Он - чудовище? "Синяя борода"? - я шутливо ущипнул её за ухо с маленькой серёжкой.
- Н... нет. Обыкновенный...- пожала она плечами и даже губки сморщила от досады
на меня. - Я слышала: в субботу будешь с ним поросёнка колоть, вот - сам и увидишь.
Но... он не в моём вкусе. Мне такие не нравятся.
- Ох, Настёна! Никак ты уже взрослая?! Уже и в мужиках разбираешься? - засмеялся
я над ней.
Настя засмущалась.
- А то... Сам, поди, знаешь... - сказала - и тут же покраснела она, потому что
уж слишком ясный намёк был на вчерашнюю баню, и опустила голову, и её пышные рыжие волосы
закрыли лицо; и так резко дёрнула ссохшиеся бинты, что я от неожиданности и боли ойкнул.
Мы помолчали, пока она рылась в коробке из-под обуви, где хранилась аптечка. Но
через минуту я вновь рассмеялся, не удержался, когда увидел на столе роман Лоренса
"Любовник леди Чаттерлей".
- Да-а... И книжки взрослые читаешь! Мать не ругает?
- А она знает? Она ни одной книги не читала никогда... - сердито ответила Настя.

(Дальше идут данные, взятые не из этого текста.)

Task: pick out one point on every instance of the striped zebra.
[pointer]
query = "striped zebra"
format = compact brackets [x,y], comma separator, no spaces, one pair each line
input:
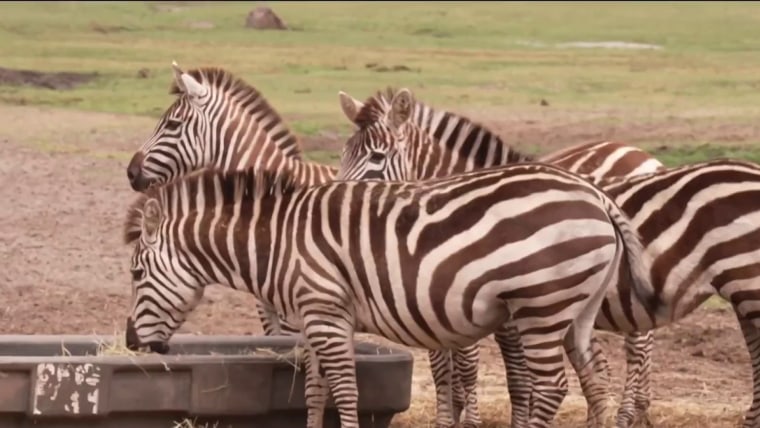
[699,222]
[436,264]
[220,121]
[462,145]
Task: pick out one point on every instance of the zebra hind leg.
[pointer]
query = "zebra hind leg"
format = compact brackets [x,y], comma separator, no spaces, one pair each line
[466,368]
[442,367]
[541,340]
[518,377]
[751,331]
[329,335]
[636,395]
[592,369]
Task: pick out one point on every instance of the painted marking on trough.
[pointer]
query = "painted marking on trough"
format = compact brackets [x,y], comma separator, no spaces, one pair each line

- Да, ладно! Не сердись! Рыжик-Пыжик! Я же... шутейно! - подтрунил я, как
подшучивал когда-то безобидно над маленькой девочкой за неверные ответы по школьным
предметам во время моих занятий с ней, которые вменили мне в обязанность с первых дней
знакомства наших родителей; сейчас у меня было хорошее настроение и хотелось, чтобы и
ей стало хорошо, хотя какое-то внутреннее чувство подсказывало, что Настя уже не та
"сопливая девчонка" и теперь с ней нужно "держать ухо востро".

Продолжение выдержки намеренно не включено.